By now the dryer can be used for many more applications where free moisture needs to be removed from solids, which are easily fluidizable. The dryer utilizes our vast experience to install high heat transfer rates into small volumes and makes it therefore highly efficient with very compact dimensions.
Why hydrate drying?
- Reduced specific fuel consumption in calcination
- Flexibility in heat recovery
- Increased premium for dry hydrate
- Increased transport and storage flexibility
- Robust design and easy operation
How does the hydrate dryer work?
The principal use of a hydrate dryer is to reduce the surface moisture of the gibbsite (hydrate feed) after the filtration plant or the stockpile. The surface moisture typically range between 6 and 10 wt-% depending on filtration efficiency and particle size distribution. The dryer operates as a counter-current flow shell-in-tube heat exchanger. When integrated in the calcination scheme, the heat transfer medium is circulated in a closed circuit loop from the fluid bed cooler to the hydrate dryer to provide the heat for drying the wet gibbsite through heating coils.
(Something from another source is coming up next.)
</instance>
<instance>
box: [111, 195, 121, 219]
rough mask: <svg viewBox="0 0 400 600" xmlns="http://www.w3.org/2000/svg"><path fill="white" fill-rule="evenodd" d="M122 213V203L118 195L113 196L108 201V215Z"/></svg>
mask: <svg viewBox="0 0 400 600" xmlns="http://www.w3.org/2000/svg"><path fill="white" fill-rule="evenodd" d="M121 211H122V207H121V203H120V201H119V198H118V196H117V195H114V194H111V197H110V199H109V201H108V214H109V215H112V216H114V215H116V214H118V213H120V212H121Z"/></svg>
A separate feed bin is used to feed the moist gibbsite to the hydrate dryer. Fluidising air is introduced through a nozzle grate. The product (dry gibbsite, residual moisture <0.05 wt-%) is discharged from the hydrate dryer via a sealpot and can be transported either to a separate storage bin or fed directly to the first venturi preheating stage of the calcination plant. The bed level in the dryer is controlled by the discharge sealpot using a differential pressure measurement.
The flexible design allows for integration of the hydrate dryer in the alumina calcination unit or as standalone equipment for the production of dry hydrate. Using the hydrate dryer in the calciner reduces the overall specific energy consumption. Dry gibbsite is a marketable product, and reducing the moisture content of hydrate increases the market premium. The transport capacity, per ship/truck load (on a dry basis), is also increased as the surface moisture is removed. Dry hydrate can also be pneumatically conveyed which improves the flexibility with regards to handling and storage.
Due to the versatile design of the hydrate dryer water, steam or oil can be used as a heating medium. The hydrate dryer can also be offered as a stand-alone solution (i.e. not integrated in a calcination plant) utilising condensate or other available heat sources for the drying process.